Imperial is a great place for this as well - being based in London, Imperial’s Computing department has remarkable industry links with applied industry talks taking place almost every week which allows you to link course theory to industry applications and establish the right contacts for your time after the degree. 

2. What did you do before the program?

I started the program straight after my undergraduate degree at the London School of Economics, where I soon realised that I was much more interested in statistics and its applications than the economics/business side of things. In turn, I took many statistics courses and started getting more and more into programming along the way which led me to apply for this course during my final year. 

3. What coding experience did you have when you started?

Only programming knowledge in languages that were not very relevant to this course (e.g. HTML, php). I read a lot about different languages during university, but never went beyond the casual coursera course for them (JS, Python). Once I knew that I was accepted, I started programming more and more in C++ (main OOD language required for the degree) in the build up to the course. 

4. What did you like best about the program?

I think it’s one of the few programs that really gives you the option to a) gain a holistic understanding of computer science in a very short amount of time and b) still allows you to heavily specialise during the end of the course in your research projects. Seeing the high quality of research topics people worked on after just one year of formal CS studies was remarkable. 

5. What did you find most challenging about the program?

Although this is difficult to pin down on a single aspect, I personally found the Networks and Web Security module particularly challenging. The module requires you to not only know a suite of different programming languages, but also be aware of their weaknesses in order to identify vulnerabilities and exploit them. Some of these things tend to be very specific and may require a lot of of WebDev/Network Architecture experience to know about, hence are difficult to pick up in a single module. However, the learning curve was incredibly steep in this one.  

6. What did you learn or do that you are most proud of?

My final project about natural language processing for hate speech detection yielded some very cool results towards the end.

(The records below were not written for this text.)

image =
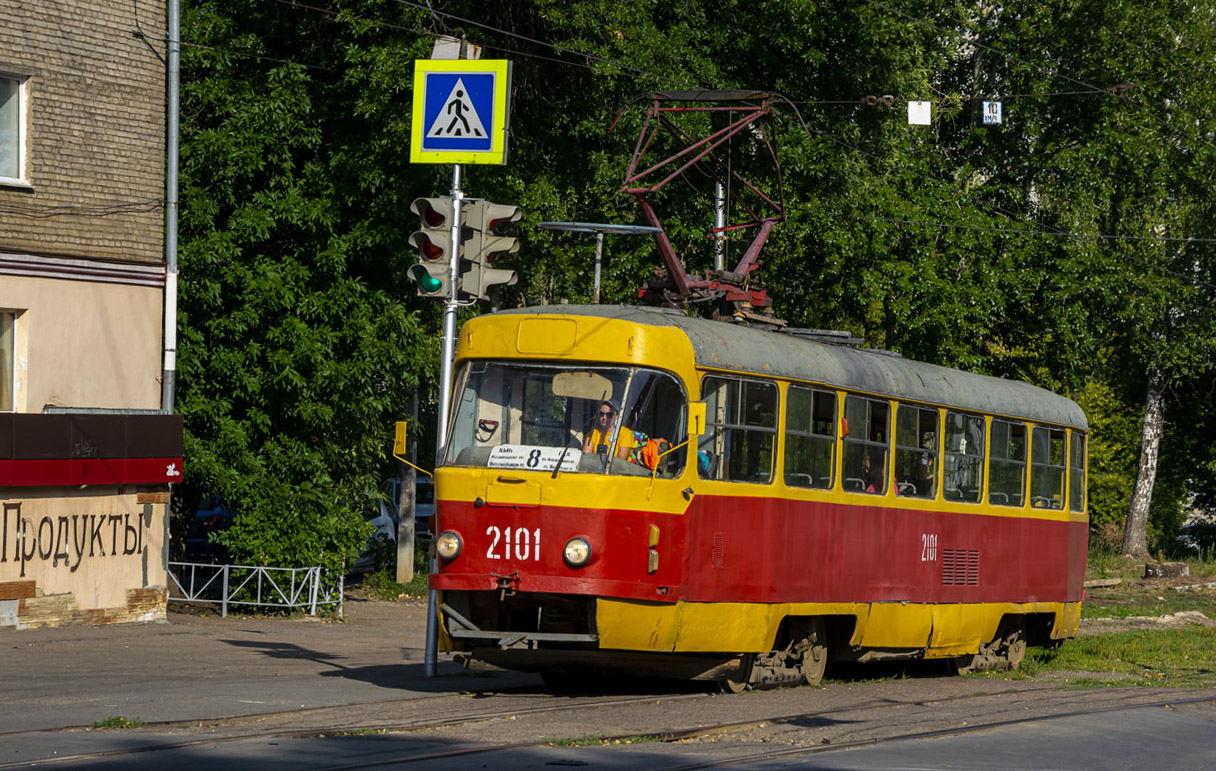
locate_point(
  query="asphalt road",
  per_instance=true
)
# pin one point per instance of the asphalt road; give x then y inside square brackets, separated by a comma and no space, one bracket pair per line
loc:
[229,691]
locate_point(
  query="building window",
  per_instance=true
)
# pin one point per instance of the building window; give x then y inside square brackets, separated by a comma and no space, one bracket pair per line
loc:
[12,129]
[7,360]
[741,437]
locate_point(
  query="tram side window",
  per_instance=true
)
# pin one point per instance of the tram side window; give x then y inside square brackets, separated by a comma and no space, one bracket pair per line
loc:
[1007,463]
[865,431]
[963,471]
[1076,473]
[916,451]
[1047,468]
[741,434]
[810,437]
[654,411]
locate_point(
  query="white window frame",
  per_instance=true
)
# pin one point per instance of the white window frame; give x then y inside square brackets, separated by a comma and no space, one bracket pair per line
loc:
[22,178]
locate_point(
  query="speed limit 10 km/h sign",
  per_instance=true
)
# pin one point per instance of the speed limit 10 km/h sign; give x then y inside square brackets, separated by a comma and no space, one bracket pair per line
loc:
[461,111]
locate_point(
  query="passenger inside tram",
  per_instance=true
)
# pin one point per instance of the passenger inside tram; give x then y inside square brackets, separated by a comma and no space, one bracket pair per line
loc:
[606,431]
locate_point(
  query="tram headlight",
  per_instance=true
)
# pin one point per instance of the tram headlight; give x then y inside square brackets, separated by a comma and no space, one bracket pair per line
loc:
[578,552]
[449,545]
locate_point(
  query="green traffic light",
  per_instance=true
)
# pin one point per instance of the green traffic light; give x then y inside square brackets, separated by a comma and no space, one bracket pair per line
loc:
[426,282]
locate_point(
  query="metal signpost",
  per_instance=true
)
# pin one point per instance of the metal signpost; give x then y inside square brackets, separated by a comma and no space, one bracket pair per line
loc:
[461,113]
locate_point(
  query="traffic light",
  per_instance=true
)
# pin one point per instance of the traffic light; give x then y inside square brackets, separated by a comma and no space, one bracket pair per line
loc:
[434,242]
[484,245]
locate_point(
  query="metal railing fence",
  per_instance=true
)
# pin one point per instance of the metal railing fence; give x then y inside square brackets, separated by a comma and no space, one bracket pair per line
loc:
[249,585]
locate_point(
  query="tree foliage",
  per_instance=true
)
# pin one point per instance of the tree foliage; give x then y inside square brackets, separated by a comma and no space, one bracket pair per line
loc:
[1069,246]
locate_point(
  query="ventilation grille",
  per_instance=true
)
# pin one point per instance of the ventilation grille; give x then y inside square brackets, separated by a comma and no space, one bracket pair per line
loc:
[960,567]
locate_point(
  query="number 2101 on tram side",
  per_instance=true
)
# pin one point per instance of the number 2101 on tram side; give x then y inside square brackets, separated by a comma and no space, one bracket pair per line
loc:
[632,490]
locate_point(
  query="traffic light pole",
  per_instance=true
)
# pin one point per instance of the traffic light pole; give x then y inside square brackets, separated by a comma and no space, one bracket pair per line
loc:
[431,657]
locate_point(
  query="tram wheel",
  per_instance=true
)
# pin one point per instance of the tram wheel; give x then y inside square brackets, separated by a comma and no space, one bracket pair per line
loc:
[739,677]
[1005,652]
[815,652]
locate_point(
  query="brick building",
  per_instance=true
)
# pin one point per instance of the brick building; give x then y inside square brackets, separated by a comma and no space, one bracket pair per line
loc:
[85,454]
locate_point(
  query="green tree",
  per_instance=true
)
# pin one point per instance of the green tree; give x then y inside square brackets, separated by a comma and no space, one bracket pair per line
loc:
[297,352]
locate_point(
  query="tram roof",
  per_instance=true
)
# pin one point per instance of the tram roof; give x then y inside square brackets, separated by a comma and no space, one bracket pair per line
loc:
[755,349]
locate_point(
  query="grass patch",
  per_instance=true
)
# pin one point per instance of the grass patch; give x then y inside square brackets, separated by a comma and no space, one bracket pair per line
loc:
[382,584]
[1140,596]
[118,721]
[1169,657]
[589,739]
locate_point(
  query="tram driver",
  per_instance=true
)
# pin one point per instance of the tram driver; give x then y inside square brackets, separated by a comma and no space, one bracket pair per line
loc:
[606,429]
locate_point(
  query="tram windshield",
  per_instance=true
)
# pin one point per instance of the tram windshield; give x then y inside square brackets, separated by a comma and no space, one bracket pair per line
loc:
[587,418]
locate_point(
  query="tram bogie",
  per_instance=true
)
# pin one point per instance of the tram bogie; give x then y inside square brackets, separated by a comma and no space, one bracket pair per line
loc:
[646,494]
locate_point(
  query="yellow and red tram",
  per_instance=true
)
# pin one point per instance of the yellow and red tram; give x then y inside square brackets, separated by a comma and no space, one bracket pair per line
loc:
[755,502]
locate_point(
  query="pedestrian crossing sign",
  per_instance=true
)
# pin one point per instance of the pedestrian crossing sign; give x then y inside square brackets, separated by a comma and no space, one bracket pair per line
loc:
[461,111]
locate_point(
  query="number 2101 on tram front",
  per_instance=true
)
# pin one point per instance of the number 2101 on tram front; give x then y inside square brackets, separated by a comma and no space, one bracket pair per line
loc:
[632,490]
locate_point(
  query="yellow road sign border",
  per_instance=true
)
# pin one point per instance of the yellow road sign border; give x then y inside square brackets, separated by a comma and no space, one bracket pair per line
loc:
[497,152]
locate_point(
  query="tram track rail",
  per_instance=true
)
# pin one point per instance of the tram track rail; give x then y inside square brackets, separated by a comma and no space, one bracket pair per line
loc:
[517,710]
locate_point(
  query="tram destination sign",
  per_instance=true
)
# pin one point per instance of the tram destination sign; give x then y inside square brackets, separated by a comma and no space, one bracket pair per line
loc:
[530,457]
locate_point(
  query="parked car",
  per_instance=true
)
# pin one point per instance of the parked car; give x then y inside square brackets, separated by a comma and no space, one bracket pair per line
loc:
[212,516]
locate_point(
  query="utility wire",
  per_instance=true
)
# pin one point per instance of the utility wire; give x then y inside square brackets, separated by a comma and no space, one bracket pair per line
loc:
[1116,91]
[555,46]
[135,207]
[1091,90]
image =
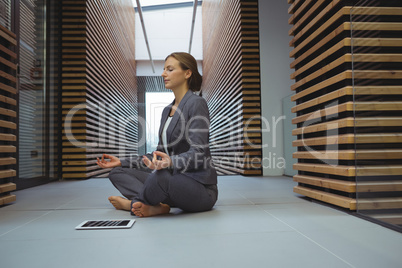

For this, I developed a range of data augmentation techniques for text data to boost performance of hate speech detection models. This went as far as purposely training racist language models to generate more hate speech samples. I will present the paper resulting from this at ACM CIKM in Beijing this year, which marks a great end to the work I did during the MSc. 

7. What was your ideal next step as the program was completing and what are you doing now? 

I currently work as a Data Scientist for a consulting company, which seemed to be a healthy mix of all the things I was interested in. I knew I didn’t want to be a full-time software engineer, but still work on technical and intellectually challenging problems, while still being in client contact. Specialising in Machine Learning for the last ~6 months of the course definitely helped in landing this job and reassured me that this is what I wanted to do.

8. Anything else you would like to tell people who are considering this program?

Really make sure that you are truly interested in gaining a full understanding of computer science and not because current media influences tell you that “tech is cool”. The course is a lot of work and can be very frustrating at times, so be prepared to fail in a lot of things along the way.